I have read many of the testimonies on here and found them very encouraging. I have been going through a tough time myself and was wondering if anyone could offer some advice.
Well, my main problem is that every day I am depressed, I just lay in bed most of the day and stay inside. There are days I don’t even go outside or only talk to one person. I cry pretty much every night. I feel like I have wasted so much of my time doing this; it has been going on for like 4 years. I feel so bitter, like God has given me the cup of bitterness. I’ve been a believer since I was about 10 but didn’t get serious about following God until Oct. 2010 (I’m now 21) when I hit rock bottom and didn’t like the way my life was going.
I have experienced some healing where others pray for me and I start wailing loudly and it feels like bitterness and pain has left my body but it seems like there is still A LOT of it left.
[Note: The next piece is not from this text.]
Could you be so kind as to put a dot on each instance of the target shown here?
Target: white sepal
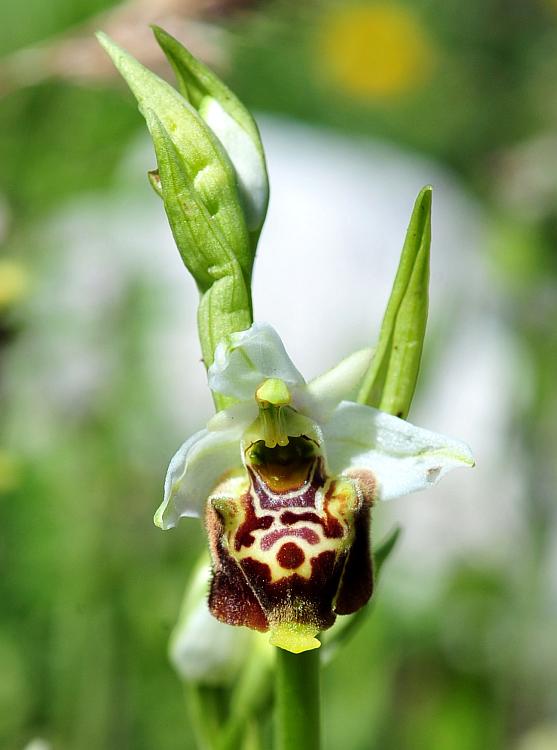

Another thing is I always feel SO ASHAMED AND REJECTED, like these traits have attached themselves to me. I haven’t been able to make friends at college and I’m already about to graduate; this makes me feel like a failure and pathetic. I get anxious and fearful A LOT and when I feel like I don’t know how to solve a problem, I will turn to food and eat a lot and/or waste my time on the internet or watching TV.
It seems like everything is wrong with me. I don’t want to feel like the victim but I just feel so powerless to change my situation and am so angry that God has not done more; it seems he has forgotten about me or I think
“what I have I done to deserve this?”
I’m not suicidal but it’s like I don’t want to live anymore or I just want to give up reading the bible but I don’t want to go back to my old habits that made me feel even worse. Could you please pray for me that God would wash my mind and brain, everything clean and take away all my shame, rejection, sadness, pain, anger, and bitterness? I just want to be at peace and at rest. If you have any advice, I would also appreciate it.